Getting an MBA
As you go about your work at the hospital or clinic you entertain the thought that an MBA degree might open up all sorts of new career vistas. While there are specific considerations for each physician, the following general issues should be thought through carefully.
A. Remember that it is a part of our professional culture as physicians to place a high value on formal qualifications. Project ahead; how do you envision using the degree?
B. If you elect to get an MBA degree as a way around a career conundrum, you are short-circuiting the process of putting your career under the microscope.
C. An MBA is a general business degree. You get a taste of a whole range of business disciplines, but little in substantial depth.
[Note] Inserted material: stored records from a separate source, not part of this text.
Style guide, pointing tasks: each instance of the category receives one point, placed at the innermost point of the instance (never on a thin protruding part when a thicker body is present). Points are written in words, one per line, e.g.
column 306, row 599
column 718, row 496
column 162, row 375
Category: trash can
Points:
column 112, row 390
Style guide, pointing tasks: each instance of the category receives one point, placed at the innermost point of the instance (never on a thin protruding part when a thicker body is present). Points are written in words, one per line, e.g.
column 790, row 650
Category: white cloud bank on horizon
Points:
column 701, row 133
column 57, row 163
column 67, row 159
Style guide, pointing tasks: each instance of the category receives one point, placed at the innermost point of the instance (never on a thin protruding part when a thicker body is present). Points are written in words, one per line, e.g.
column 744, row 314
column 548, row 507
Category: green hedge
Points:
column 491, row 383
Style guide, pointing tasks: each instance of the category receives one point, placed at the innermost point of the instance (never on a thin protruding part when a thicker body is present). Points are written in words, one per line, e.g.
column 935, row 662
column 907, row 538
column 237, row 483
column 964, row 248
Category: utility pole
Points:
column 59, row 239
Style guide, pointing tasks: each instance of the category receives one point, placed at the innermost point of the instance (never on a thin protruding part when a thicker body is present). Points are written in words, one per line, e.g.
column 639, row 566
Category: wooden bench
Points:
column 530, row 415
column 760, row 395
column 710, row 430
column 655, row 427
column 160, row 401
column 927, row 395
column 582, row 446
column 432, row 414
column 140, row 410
D. There are scores of very sharp business minds in every arena of healthcare without an MBA.
E. A common misconception is that possession of an MBA is going to up your worth in industries like medical insurance or pharmaceuticals. On the contrary, your primary appeal remains your medical degree and your specialty training.
F. The subject material is not necessarily a piece of cake. There may be more than one reason why economics is called the dismal science.
H. As a rule, the younger you are, the more value there is in getting an additional degree.
I. Degrees like MMA (Master of Medical Management) or MHSA (Master of Health Services Administration) are MBA equivalents focused on healthcare. Outside the walls of the healthcare industry they are less useful than an MBA.
Physicians as Independent Consultants
Popular lore is full of pejorative comments about ill-informed consultants picking your pockets while giving you answers to questions you didn’t ask. It’s no wonder that you don’t find many physicians jumping to get into independent consulting as a line of work.
What does it take to succeed in consulting?
1. It requires emotional strength and flexibility.
The management guru and consultant par excellence, Peter Drucker, said: “If you have the emotional fortitude to last three years, you’ll succeed.” To be an effective consultant, you have to like being a consultant. It’s not a refuge from other unpleasant or unrewarding professional activities.
2. It requires an enjoyment of independence.
Consulting involves close work with others where you’re almost a member of the group, but not quite. You find yourself using “we” interchangeably. Sometimes as a member of your consulting practice, sometimes as a member of the group you are assisting. At project end there are handshakes. Any shades of “we” dissipate to “they”.
3. Proper framing of the role of a consultant.
There’s an irony to the manner we physicians view consultants. Isn’t that what we do every day? In caring for a patient am I not a consultant to that patient? I propose that you consider yourself not as a consultant, but a solution architect. Organizations and businesses turn to software solution architects to tune IT platforms and programs to their particular needs.
Formal training and years of experience including serving as a de facto consultant to our patients and colleagues should make physicians superb solution architects. We possess detailed domain knowledge of our discipline, and a careers’worth of experience of advising others how best to tackle problems.